Jenůfa, Opera by Leoš Janáček
Jenůfa, Leoš Janáček’s unremitting essay on jealousy and reputation, was the composer’s third opera and the work that introduced his highly original style of writing to the rest of the world. It was not, however, an immediate success. Premiered at the National Theatre in Brno on 21 January 1904, audiences in Prague had to wait until 1916, after many changes to the score, to hear Jenůfa for the first time.
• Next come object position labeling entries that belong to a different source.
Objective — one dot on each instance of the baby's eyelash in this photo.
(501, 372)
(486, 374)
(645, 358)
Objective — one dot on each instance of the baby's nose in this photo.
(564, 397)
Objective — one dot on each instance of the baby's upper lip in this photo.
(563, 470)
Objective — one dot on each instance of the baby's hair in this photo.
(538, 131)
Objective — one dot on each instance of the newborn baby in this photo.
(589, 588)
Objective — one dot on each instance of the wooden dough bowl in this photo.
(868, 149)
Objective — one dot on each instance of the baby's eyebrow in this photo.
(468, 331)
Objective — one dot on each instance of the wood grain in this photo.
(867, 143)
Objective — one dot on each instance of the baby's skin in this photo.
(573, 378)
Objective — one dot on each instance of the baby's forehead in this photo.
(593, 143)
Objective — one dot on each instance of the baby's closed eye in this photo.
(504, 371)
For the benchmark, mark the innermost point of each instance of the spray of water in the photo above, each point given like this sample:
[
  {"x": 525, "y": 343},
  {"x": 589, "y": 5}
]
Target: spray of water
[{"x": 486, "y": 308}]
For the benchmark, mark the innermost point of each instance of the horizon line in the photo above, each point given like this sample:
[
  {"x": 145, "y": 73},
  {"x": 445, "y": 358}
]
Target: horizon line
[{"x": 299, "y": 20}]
Based on Gabriela Preissová’s play, Její pastorkyňa (Her Stepdaughter), Janáček’s eponymous heroine, Jenůfa, is caught up in a love triangle in which there is precious little romance. Unaware that she is carrying his child, Števa treats Jenůfa with borderline contempt. Laca, infuriated by Števa’s nonchalance, and Jenůfa’s lack of interest in him, cuts her cheek with a knife, convinced that by disfiguring her, Števa will reject her completely. Meanwhile, Kostelnička, fearing the shame that her stepdaughter’s situation will bring to her village, comes up with a brutal solution.
Less than a month separates the premieres of Jenůfa and Giacomo Puccini’s verismo masterpiece, Madama Butterfly. At first sight, the two operas are seemingly very different, but the vastly contrasting milieus they inhabit disguise what they have in common: characters who lack compassion holding up a mirror to humanity’s capacity for cruelty.
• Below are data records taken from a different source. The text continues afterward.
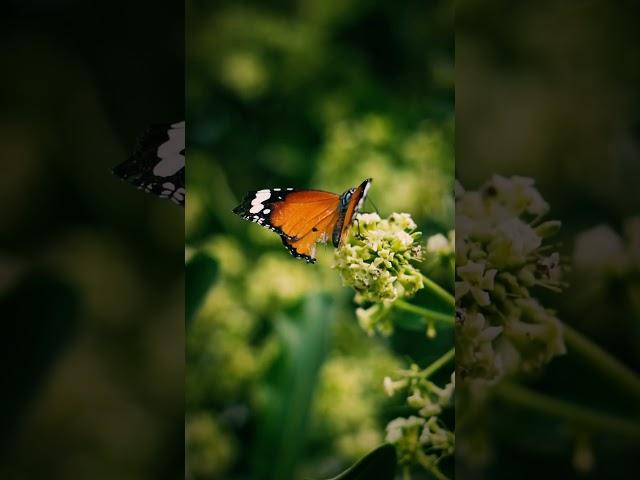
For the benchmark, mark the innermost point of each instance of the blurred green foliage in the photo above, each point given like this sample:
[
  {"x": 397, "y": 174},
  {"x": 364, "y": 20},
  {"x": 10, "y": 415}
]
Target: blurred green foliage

Janáček was so determined to ensure Jenůfa’s realism that he dedicated years of study to incorporate the natural cadence of the Czech language into its music. The work was also influenced by a personal tragedy: the death of his daughter Olga, who passed away during the period of its composition. Jenůfa, ultimately an opera about a young woman’s suffering, was one into which Janáček poured his very heart and soul.
Companies today have largely discarded the revisions that Karel Kovařovic made to Jenůfa to bring it to the Bohemian capital, preferring Janáček’s original conception. It is this definitive version of Jenůfa that will be performed at the Národní divadlo, Prague’s National Theatre. What were seen as eccentricities - the shortness of the melodies and the repetition of musical themes - are now prized as key elements in creating a mood that perfectly matches Jenůfa’s narrative.